Mi sembra di capire che per lei tutti i fascisti siano figli spirituali di Nietzsche, non è così?
Sì, il cuore del fascismo è nicciano e per esempio per Gentile è difficile portarsi appresso il pensiero hegeliano, che è una valigia troppo pesante per arrivare a toccare questo cuore. Si può certo tentare una sintesi, ma non è facile. Sì, i fascisti furono quasi tutti nicciani. Ezra Pound, per esempio, non lo amava molto ma uno dei suoi maestri, Orage, ha scritto su Nietzsche.

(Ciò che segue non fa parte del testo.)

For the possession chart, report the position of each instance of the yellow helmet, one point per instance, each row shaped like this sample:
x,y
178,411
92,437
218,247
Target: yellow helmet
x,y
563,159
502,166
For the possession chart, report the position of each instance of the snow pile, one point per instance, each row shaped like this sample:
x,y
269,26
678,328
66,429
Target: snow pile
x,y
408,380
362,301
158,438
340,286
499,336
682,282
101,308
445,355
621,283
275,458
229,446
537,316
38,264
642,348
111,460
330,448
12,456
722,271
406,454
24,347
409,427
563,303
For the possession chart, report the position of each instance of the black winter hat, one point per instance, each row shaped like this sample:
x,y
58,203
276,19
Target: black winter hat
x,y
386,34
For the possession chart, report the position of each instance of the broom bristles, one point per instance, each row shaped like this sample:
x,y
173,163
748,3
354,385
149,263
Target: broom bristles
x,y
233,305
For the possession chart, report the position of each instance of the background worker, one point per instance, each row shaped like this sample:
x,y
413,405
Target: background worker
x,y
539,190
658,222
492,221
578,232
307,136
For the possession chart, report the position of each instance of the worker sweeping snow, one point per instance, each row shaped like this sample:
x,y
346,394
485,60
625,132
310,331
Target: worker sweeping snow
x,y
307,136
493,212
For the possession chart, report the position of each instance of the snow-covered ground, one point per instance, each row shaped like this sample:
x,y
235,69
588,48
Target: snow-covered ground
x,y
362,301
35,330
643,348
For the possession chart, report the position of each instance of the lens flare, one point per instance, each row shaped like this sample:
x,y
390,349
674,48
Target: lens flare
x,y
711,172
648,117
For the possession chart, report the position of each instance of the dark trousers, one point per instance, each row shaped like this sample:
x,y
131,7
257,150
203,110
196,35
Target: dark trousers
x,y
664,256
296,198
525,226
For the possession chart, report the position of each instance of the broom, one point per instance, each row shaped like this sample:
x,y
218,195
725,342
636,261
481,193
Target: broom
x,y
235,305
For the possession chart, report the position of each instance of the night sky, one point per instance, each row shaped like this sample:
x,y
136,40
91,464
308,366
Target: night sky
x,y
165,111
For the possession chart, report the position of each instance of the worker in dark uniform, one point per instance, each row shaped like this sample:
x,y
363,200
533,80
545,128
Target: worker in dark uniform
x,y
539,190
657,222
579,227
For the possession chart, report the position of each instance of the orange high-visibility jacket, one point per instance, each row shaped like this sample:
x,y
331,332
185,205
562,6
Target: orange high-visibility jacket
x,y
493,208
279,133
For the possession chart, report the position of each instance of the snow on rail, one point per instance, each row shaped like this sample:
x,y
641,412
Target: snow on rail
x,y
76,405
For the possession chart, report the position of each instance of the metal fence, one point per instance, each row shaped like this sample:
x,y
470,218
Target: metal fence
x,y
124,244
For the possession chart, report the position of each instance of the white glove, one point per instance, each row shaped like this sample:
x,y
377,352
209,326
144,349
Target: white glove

Hamsun, Junger, Heidegger, lo hanno letto e studiato veramente, ma anche Malaparte, Soffici ne sono stati influenzati… Nietzsche, tuttavia, non era il padre del nazionalsocialismo. I lavori di Oehler o di Baeumler, che era certo più astuto e più intelligente, non colgono davvero le sfumature del pensiero nicciano. Possiamo dire che in qualche modo Nietzsche era allo stesso tempo fascista e antifascista. E’ un paradosso. Era giustificato, Knut Hamsun, quando diceva “Nietzsche mi ha aiutato a divenire fascista” ma non poteva dire che Nietzsche è tout court fascista. È poi possibile dare un’interpretazione da sinistra di Nietzsche, che per funzionare deve però dimenticare una, due, tre, quattro dimensioni di quella filosofia…
In tutti questi anni l’approccio della storiografia al fascismo è cambiato?
Oh, sì, all’epoca era impossibile discutere questa tesi. Il fascismo era satana. Era molto difficile. Oggi, in Finlandia, io parlo di fronte a ogni pubblico: comunisti, socialdemocratici, patrioti, tutti accettano quello che ho da dire, senza tensioni ideologiche. I giovani vogliono sapere, sono curiosi di capire…
Lei è sicuro che sia dappertutto così? In Francia, per esempio?
Non credo. Anzi, posso fare previsioni pessime a riguardo. In ogni caso, oggi la ricerca sul fascismo comincia certamente un nuovo periodo, la storiografia da polemica è divenuta una vera ricerca storica, scientifica. È quello di cui avevamo bisogno per capire davvero quell’epoca.